I have been using linux for 3 years and there has been, IMHO, a lot of progress/change in the GNU software that comes with the distros. While I am unable to compare to what things were like prior to when I first started, it has seemed like a mjority of the upgrades have been worth performing (not just cosmetic) and I have been happily upgrading as soon as things have become available.
Lately though I am becoming weary of all the upgrading - after all, I just upgraded from 98SE to 2000 4 months ago - and I think I am going to get off the upgrade bandwagon and start to be far more selective with what I change.
The point of all this is that, while maybe Debian is taking things a little to far, there are those that are benefitted by a stable (as in non-changing) release.
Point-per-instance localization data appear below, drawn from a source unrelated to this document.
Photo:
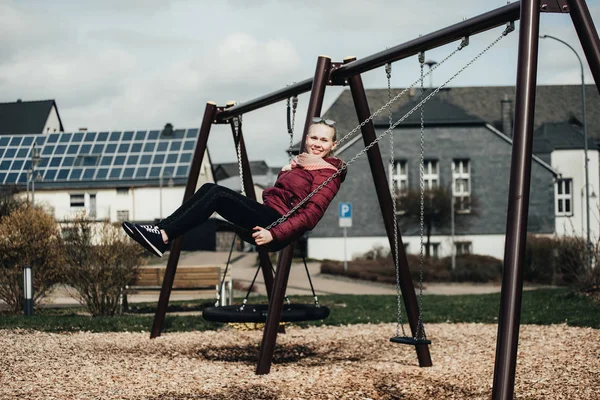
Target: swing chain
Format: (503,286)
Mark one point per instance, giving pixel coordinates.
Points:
(291,121)
(399,95)
(237,123)
(374,142)
(393,192)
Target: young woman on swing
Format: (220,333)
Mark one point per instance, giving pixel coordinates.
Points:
(295,181)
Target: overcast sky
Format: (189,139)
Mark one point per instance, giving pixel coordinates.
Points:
(138,64)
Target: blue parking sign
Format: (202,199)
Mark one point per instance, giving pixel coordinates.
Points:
(345,214)
(345,210)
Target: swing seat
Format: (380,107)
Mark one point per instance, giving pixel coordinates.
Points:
(409,340)
(258,313)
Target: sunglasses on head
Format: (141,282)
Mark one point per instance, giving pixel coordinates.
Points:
(328,122)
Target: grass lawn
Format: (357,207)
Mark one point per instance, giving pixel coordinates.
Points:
(543,307)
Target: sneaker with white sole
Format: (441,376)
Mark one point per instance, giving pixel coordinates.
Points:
(148,236)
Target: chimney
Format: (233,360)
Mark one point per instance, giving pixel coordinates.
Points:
(506,116)
(168,130)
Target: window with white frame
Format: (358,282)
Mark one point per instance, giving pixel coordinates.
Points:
(461,189)
(122,215)
(431,174)
(564,197)
(463,248)
(77,200)
(399,181)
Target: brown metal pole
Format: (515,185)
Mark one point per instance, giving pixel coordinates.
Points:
(518,204)
(267,347)
(163,301)
(588,36)
(385,203)
(265,261)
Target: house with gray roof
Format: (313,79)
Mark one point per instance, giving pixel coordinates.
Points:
(24,117)
(467,149)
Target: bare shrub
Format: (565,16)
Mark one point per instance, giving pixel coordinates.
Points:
(100,262)
(9,202)
(28,237)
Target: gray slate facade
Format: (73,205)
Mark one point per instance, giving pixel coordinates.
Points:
(489,155)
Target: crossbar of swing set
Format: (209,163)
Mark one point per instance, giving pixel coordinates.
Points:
(469,27)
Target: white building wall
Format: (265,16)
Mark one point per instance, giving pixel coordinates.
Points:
(52,123)
(138,204)
(333,248)
(571,164)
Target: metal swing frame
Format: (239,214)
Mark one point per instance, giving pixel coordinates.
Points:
(348,73)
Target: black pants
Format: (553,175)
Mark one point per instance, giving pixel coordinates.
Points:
(234,207)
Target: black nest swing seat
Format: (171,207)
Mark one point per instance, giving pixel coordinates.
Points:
(257,313)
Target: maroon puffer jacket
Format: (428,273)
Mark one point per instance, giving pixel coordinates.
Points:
(292,187)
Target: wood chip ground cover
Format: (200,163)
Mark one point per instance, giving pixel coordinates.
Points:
(353,362)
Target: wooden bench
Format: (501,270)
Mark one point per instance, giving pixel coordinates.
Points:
(187,278)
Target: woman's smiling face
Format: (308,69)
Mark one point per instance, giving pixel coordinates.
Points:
(319,140)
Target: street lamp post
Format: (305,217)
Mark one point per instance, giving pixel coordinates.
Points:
(35,160)
(585,149)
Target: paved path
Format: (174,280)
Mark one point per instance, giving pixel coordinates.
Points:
(243,270)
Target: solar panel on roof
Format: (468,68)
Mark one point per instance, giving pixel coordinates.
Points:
(77,156)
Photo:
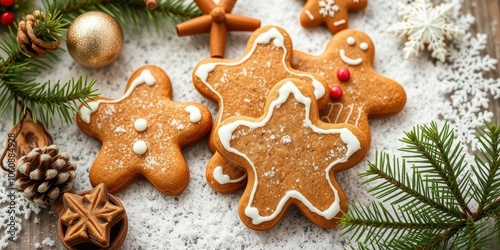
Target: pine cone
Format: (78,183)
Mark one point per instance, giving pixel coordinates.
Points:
(27,39)
(44,174)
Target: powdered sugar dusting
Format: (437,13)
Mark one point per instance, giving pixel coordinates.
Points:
(200,218)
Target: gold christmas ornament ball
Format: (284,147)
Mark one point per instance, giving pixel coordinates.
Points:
(95,39)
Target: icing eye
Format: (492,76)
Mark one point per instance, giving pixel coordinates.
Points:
(363,46)
(351,40)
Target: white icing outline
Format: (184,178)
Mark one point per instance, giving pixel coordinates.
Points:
(194,113)
(264,38)
(225,135)
(349,60)
(309,14)
(339,22)
(222,178)
(350,40)
(144,77)
(140,124)
(326,118)
(140,147)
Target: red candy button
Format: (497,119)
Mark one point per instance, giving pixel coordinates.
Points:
(335,92)
(7,18)
(6,3)
(343,74)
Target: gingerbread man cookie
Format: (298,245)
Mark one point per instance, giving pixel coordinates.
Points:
(291,158)
(357,91)
(333,13)
(240,87)
(143,133)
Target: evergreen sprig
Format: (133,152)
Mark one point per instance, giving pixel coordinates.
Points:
(436,203)
(18,71)
(129,12)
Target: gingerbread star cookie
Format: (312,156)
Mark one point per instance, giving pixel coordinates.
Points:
(240,87)
(334,13)
(357,92)
(143,133)
(291,158)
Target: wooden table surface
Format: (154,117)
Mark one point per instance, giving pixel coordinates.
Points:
(487,13)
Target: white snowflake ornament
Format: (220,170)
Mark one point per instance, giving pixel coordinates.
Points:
(328,8)
(426,26)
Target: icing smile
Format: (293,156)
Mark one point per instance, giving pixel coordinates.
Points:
(349,60)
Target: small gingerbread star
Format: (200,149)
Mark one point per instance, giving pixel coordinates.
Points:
(291,158)
(89,218)
(217,20)
(240,86)
(333,13)
(143,133)
(357,92)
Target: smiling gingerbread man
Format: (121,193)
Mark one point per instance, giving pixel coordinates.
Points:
(333,13)
(357,92)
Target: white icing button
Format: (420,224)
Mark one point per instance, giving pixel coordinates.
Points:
(140,124)
(363,46)
(194,113)
(140,147)
(351,40)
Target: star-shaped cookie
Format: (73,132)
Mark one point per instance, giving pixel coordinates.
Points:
(365,93)
(291,158)
(334,13)
(89,218)
(240,86)
(143,133)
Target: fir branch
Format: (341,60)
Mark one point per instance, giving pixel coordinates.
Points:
(488,166)
(18,71)
(434,155)
(130,12)
(398,187)
(419,218)
(375,221)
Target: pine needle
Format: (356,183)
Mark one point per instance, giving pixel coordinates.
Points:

They fullfill a need. If the need is not one of yours (to no one in particular), then a change in distros may be in order.
"When Sarge will be released, it will demonstrate once more that Debian isn't keen on implementing half-hearted solutions or will release without the distribution, the archive and security support in perfect shape," Debian developer Martin "Joey" Schluze said. "This is one of the most important differences to commercial distributions where stuff will be released when the time has come."
"Debian will release the distribution when it is ready and when the infrastructure is in place," he said.